En julio parecía imbatible, pero en el correr de la campaña perdió élan y terminó segundo de un Mujica provocativo y desconcertante, que parecía crecer al compás de sus extravagancias. Su reportaje en LA NACION (13 de septiembre) es una síntesis de su neoanarquismo ("La Justicia tiene un hedor a venganza de la puta madre que lo parió").
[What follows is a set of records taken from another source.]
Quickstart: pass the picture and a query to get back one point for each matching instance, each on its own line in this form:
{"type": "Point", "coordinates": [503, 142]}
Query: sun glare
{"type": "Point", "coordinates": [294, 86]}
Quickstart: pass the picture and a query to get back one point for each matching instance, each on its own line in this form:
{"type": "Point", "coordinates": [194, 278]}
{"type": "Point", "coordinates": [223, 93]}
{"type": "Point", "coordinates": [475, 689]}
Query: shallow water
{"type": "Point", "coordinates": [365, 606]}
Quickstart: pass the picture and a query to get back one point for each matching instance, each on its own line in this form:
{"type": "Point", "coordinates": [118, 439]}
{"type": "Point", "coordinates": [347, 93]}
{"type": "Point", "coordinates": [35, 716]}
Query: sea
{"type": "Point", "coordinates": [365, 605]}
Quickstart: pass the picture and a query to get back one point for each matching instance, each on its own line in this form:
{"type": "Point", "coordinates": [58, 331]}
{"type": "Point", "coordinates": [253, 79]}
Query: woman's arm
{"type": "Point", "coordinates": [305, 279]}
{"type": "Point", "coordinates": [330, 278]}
El famoso libro Pepe Coloquios estalló como una tormenta en el Río de la Plata, con agravios a granel. Primero lo negó, luego habló de descontextualización, pero al final dijo que era todo verdad, que realmente todas esas barrabasadas eran lo que realmente pensaba, pero que en este mundo no se puede decir la verdad, "porque quedás en calzoncillos" ( Búsqueda , 22 de octubre).
Mujica parte favorito y no deja de ser preocupante. No por su pasado, que está laudado. Por su presente, por sus ideas erráticas, porque vive en las antípodas del mundo global, porque tiene de la democracia un concepto despectivo, porque dice admirar a Lula, pero aplaude a Chávez y ha viajado todo lo que ha podido a Caracas.

A Buenos Aires cruzó a hacer amistad con el matrimonio Kirchner, pero por motivos menos ideológicos: para molestar al presidente Vázquez, que notoriamente prefería a Astori y no a él, como lo ha venido reiterando de un modo u otro hasta hoy.

En el ballottage no hay partidos: hay dos personas. A Lacalle se le podrá discutir lo que se quiera, pero es demócrata, ha gobernado, tiene experiencia, sabe de lo que se trata. No quiere una educación corporativa, como propone el Frente Amplio. Asume sin complejos la batalla contra el delito; cree en Occidente. Por cierto, hay colorados -mis correligionarios- que por muy laicos no les gusta el católico Lacalle y hay blancos wilsonistas a quienes no les gusta el herrerista Lacalle, pero la racionalidad impone optar por quien nos asegura la continuidad democrática e institucional del país.

Si no es Lacalle, ¿qué? El esquema es binario.


¿Qué nos ofrece, en cambio, el senador Mujica? Un gobierno folklórico, poco apegado a normas y códigos democráticos, imprevisible, amigote de la pachanga populista bolivariana, capaz de tomar para cualquier lado menos para la racionalidad modernizadora.

Razón por la cual alguna gente que ha votado al Frente Amplio y que respeta al presidente Vázquez no está nada contenta con que sea presidente; votaron las listas parlamentarias del vicepresidente Astori y ahora meditan en silencio si vuelven a darle un voto a un candidato a presidente reñido con la tradición cívica del país.


Porque ése es el tema. Se puede ser crítico del presidente Vázquez -como lo soy en muchos aspectos sustanciales- pero no se puede negar que enraíza en la tradición del país. Verlo días pasados cortar cintas de aeropuertos y puertos a los que él mismo se opuso, junto a todos los ex presidentes, habla del Uruguay de siempre. El que, claramente, no representa Mujica, ni por estilo ni por sustancia.

Aunque resulte paradójico, el candidato oficialista no es la continuidad del gobierno frentista, sino la ruptura, el retorno a un viejo conglomerado izquierdista que volvería, con él, a sus viejos prejuicios. Entre éstos, la lucha de clases.